Microsoft to roll out AI-powered 365 Copilot

Yahoo Finance’s Daniel Howley joins the Live show to discuss the rollout of Microsoft’s AI-powered ‘365 Copilot.’

Video transcript

RACHELLE AKUFFO: Microsoft announced that it's bringing its generative AI capabilities to its most important software, Office 365. Now the new feature will be called Microsoft 365 Copilot, using similar tech behind its AI-powered Bing software. Yahoo Finance's Dan Howley is here with the latest. Dan, always a move here every day, it seems like, in generative AI.

DAN HOWLEY: That's right, Rachelle. This is basically a kind of tit for tat game that we're seeing being played, just as Microsoft announced its OpenAI-powered Bing in early February. Google announced their Bard AI chat bot just a day before that. And now, just two days before Microsoft unveils its own Microsoft 365 Copilot AI, Google did the exact same thing with its own workspaces apps like Mail, Docs, things like that, having an AI capability. But here, we're talking about Microsoft 365 Copilot. And basically, you can think about it as almost a ChatGPT for Word, PowerPoint, Outlook, Excel, and Teams.

Microsoft is saying that this isn't necessarily ChatGPT in its entirety. It's pieces of ChatGPT, other large language model capabilities as well. And so essentially, what you're looking at is the ability to type in prompts and then have, for instance, Word put together a quick document for you that you can then go in and edit. And Microsoft is very careful to say, look, sometimes it's going to put together the wrong kind of document for you, but that's why we're allowing you to edit it.
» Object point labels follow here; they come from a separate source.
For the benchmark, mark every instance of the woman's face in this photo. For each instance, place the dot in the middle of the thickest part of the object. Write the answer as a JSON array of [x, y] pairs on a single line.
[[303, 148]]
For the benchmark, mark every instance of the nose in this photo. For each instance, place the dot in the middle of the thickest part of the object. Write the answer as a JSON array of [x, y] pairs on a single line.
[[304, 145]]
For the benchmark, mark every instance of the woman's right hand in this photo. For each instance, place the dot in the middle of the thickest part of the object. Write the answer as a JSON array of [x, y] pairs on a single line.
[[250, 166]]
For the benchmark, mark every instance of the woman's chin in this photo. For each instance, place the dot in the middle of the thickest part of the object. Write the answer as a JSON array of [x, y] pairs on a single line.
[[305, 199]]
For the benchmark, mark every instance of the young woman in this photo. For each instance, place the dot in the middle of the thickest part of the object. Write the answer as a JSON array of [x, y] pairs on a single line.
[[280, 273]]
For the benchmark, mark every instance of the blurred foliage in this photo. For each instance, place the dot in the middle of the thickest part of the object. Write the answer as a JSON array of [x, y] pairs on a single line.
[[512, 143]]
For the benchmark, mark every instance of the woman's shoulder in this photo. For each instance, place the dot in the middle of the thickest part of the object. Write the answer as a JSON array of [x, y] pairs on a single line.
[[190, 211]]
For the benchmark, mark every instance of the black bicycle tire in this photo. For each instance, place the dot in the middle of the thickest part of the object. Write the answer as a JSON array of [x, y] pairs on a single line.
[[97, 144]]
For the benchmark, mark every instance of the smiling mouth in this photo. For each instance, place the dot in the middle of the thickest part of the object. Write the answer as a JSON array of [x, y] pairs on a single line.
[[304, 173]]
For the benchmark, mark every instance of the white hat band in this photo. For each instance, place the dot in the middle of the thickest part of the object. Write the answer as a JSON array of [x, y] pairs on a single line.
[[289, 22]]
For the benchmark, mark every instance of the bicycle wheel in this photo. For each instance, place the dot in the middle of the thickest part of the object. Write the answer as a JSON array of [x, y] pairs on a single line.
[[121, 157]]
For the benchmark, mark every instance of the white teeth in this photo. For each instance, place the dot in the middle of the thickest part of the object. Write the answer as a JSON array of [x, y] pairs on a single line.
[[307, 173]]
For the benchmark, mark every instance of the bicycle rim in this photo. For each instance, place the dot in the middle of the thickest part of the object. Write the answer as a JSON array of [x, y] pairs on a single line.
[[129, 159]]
And even the wrong stuff can be helpful to a degree if you're in a crunch. Well, we'll see if that's how you feel.

On the PowerPoint side-- this would have helped me enormously in high school, middle school, and college-- it can put together a PowerPoint presentation for you based on a few prompts that you can then zhuzh on your own. Excel, it can take some data and then turn it into visuals for you, which is pretty impressive. And then on the Teams side of things, Microsoft is saying that it will be able to follow along with meetings and then pull out the important parts of those meetings for you so that you're then able to get action plans moving forward.

So, really some impressive tech here. I think this is where generative AI is really going to shine. While it's not necessarily going to replace white collar workers or workers in general at this point, it's still very basic stuff that we're looking at here. This isn't going to-- your computer's not going to stand up and start running across your desk any time soon, I hope.

But this is still very impressive technology, and it goes to show you how fast Microsoft wants to iterate on this to stay ahead of the competition. They said this will be available in the coming months. Google, meanwhile, they're testing that, their own product with some trusted testers. So we'll see which one really hits the market first. But, you know, this really is the new platform war, is AI.

RACHELLE AKUFFO: And certainly would save at least some college students some all nighters there with having that Copilot on hand. Also want to take a look at Stripe, which has slashed its valuation. What's happening there?

DAN HOWLEY: Yeah, their valuation is down. They actually brought it down to about 6.5-- $50 billion on its $6.5 billion funding round. They say that this is just cash that they wanted to raise to essentially pay tax bills. So it's not something they needed to actually continue to operate the company. But you saw that drop there from its previous valuation. And so this kind of just shows you how difficult the market is right now for companies like this, where they're trying to raise capital and they're going to run into some roadblocks.

And cutting this valuation by nearly half, I think that's really something that we're going to have to talk about going forward with some of these private companies, as they continue to raise funds. And it can be looked at as a positive and negative. I mean, the fact that they were able to raise as much for themselves at this point and also the fact that they just didn't necessarily-- this wasn't something they needed to continue to operate the company itself. Again, it's part of a tax bill. So I think that's really something that's worth noting here. But it's definitely something we're going to have to be watching going forward or looking at companies trying to raise funding in the future.